Pronta la replica dei vertici della Fratellanza che, da loro esilio in Qatar, hanno negato ogni coinvolgimento, respingendo le accuse.
In un quadro ancora confuso si inserisce la dichiarazione dello Stato islamico, che si è attribuito la responsabilità dell’attacco come avvenuto in altri fatti di sangue del passato, in Egitto e nel resto del mondo. Nel comunicato ufficiale i leader jihadisti hanno rivelato il nome del kamikaze che si è fatto saltare in aria: si tratterebbe di un proprio affiliato, identificato con lo pseudonimo di Abu Abdallah al-Masri, che si è “mescolato fra la folla” e “ha azionato la cintura esplosiva”.
Quello alla chiesa è l’attacco più sanguinoso contro civili rivendicato dal gruppo terrorista in Egitto, dall’abbattimento di un volo civile avvenuto nell’ottobre 2015. L’aereo, appena decollato dalla città turistica di Sharm el Sheikh con 224 persone a bordo, trasportava turisti russi di rientro da una vacanza nella celebre località marittima. Lo SI aveva rivendicato l’abbattimento, sebbene le autorità del Cairo abbiano all’epoca declassato le affermazioni ritenendole solo “propaganda”.

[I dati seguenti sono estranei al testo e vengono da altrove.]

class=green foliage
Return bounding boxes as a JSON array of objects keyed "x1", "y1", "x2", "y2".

I miliziani dello SI annunciano infine nuovi attacchi contro “ogni infedele e apostata in Egitto e da tutte le altre parti”.
Intanto emergono le prime testimonianze di sacerdoti e fedeli presenti al momento dell’esplosione. La 14enne Cynthia Michel, ricoverata in ospedale e reduce da un intervento chirurgico per le ferite riportate nello scoppio, è fra le poche persone ad aver visto in faccia l’attentatore. “Mi ha molto stupito – racconta dal proprio letto – vedere un uomo che aveva qualcosa in testa e una pancia grossa, entrare in chiesa dal lato delle donne. Egli ha aperto la giacca, poi non ho visto né sentito più nulla”.
A celebrare la funzione vi era p. Antonios Mounir, che parla per la prima volta dal giorno dell’attacco: “Quella è la porta attigua all’ingresso principale – sottolinea il sacerdote – ed era la più semplice per l’attentatore. Nessuno l’ha visto, né i diaconi né i volontari che operano al servizio della chiesa”. Un fedele, aggiunge, “ha riconosciuto l’autore dell’attentato quando ha visto la sua foto sui media” e “si è recato negli uffici del procuratore generale per fornire la propria testimonianza”. Il giorno precedente egli aveva “incontrato” il kamikaze, conclude p. Mounir, che aveva fatto un sopralluogo nell’area con il pretesto di “comprare dei libri. E poiché non vi erano libri in quella sala, ha chiesto di poter andare a pregare in chiesa ma la sua richiesta è stata negata”.